Grow Your Own Kitchen Garden – In Wine Barrels

The more you read and watch material relating to cooking there is a common but simple theme that rings true; use good, fresh produce (and organic where possible).

I have been taking this mantra more literally than most people for a long time now (some might say slightly over the top); imagine for a moment what my boyfriend thought when we first lived together!

Here he was thinking that he had a well-stocked kitchen with all the general supplies that most people expect to get you through cooking the basics. Then I come along, with my good produce neurosis, throwing out his bottled lemon juice, discarding his parsley (yes, bottle again) and filling the fridge with “fresh everything” so it looks more like a scene from Burke’s Backyard than an Aussie bloke’s beer cooling facility.

The problem with fresh everything, is that you have to be a little bit organised. There is no point in buying that fresh parsley today, only to return to the refrigerator a week from now to see it more limp than Elton John’s wrist. So instead of taking three trips to the fruit and veg store each week, why not try growing at least some of the fresh produce that you would normally buy.

I wrote a little while ago about the benefits of setting up your own kitchen garden, however thought I would take this a bit further. Now if you live in an apartment, don’t tune out at this point – “I don’t have a backyard” won’t stop you.

Let me take you through a little project that we did recently (we have always had herbs and some vegies in small planter boxes but we wanted something a bit bigger) that will get some fresh tasty things growing in very little space – and it looks good (see below pics)

In keeping with the theme of this website, here are the ingredients that you need.

  • Two or three half wine barrels* with holes (4 or 5 holes will do the job) drilled in the bottom for drainage
  • 3 caster wheels per barrel and screws (try and get stainless steel casters and screws so that these don’t rust)
  • Three bags of potting mix per each half wine barrel
  • Garden felt to line the bottom of the barrels (to stop the soil from falling out)
  • Assortment of herbs, fruit and vegie seedlings (we used parsley, corriander, thyme, basil, rosemary, mixed lettuce and strawberries)
  • Fine grade mulch (we used lucerne hay)
  • Hubby/boyfriend/brother to do a bit of the lifting, drilling and screwing for you (that body pump class is not going to cut the mustard here!)
  • One free day to pot everything out (project takes most of a day from start to finish)

Screw the caster wheels to the bottom of the wine barrels using an electric drill (wine barrels are made out of oak and can be very hard to screw into, so don’t try using a manual screwdriver).
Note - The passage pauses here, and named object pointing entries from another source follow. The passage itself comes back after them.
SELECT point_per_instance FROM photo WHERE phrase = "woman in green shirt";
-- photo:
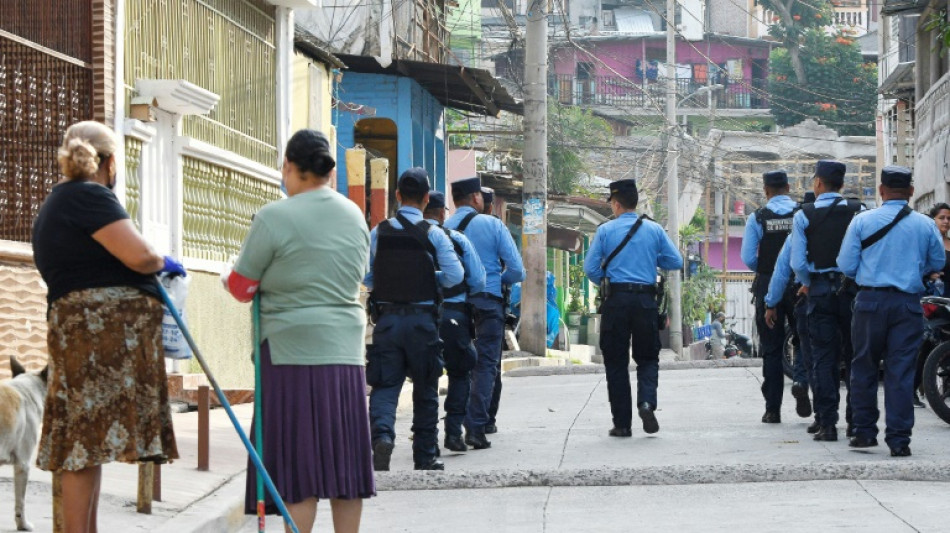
(307, 254)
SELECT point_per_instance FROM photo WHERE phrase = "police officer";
(817, 232)
(503, 265)
(887, 251)
(629, 303)
(457, 328)
(411, 261)
(765, 233)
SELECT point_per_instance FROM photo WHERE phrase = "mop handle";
(259, 419)
(227, 407)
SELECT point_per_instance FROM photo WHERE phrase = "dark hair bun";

You don’t have to follow this step, but beware, once filled the barrels can weigh up to 90kg, so it is a good idea (particularly on a balcony, as it means you can move them around to track the sun and to clean around them).

Turn the barrels up the right way, line with the garden felt and fill with potting mix (leaving a 4 inch gap to the top of the pot). Arrange the seedlings (still in their pots) on top of the soil to mark out where you would like to plant them (take note of how close they like to be to other plants in the planting instructions).

Dig a hole as deep as the pot, gently squeeze the pot to release the seedling and place in the hole. Fill the hole with extra soil and gently push down around the plant. Repeat with all of your plants. Once done, give the seedlings a generous watering and top the soil with the mulch. Make sure all of the leaves of the plants are on top of the mulch (so they do not rot). The mulch will protect the plants from contact with the soil (which can rot their leaves) and will also keep the water in the soil, protecting from evaporation.

Remember to water every day (yes, every day), keep your new patch in full sun and enjoy!

*I can let you know where you can source wine barrels in Sydney

**NB We also planted standard roses in the middle of the pots as we wanted to make a bit of a feature out of the pots.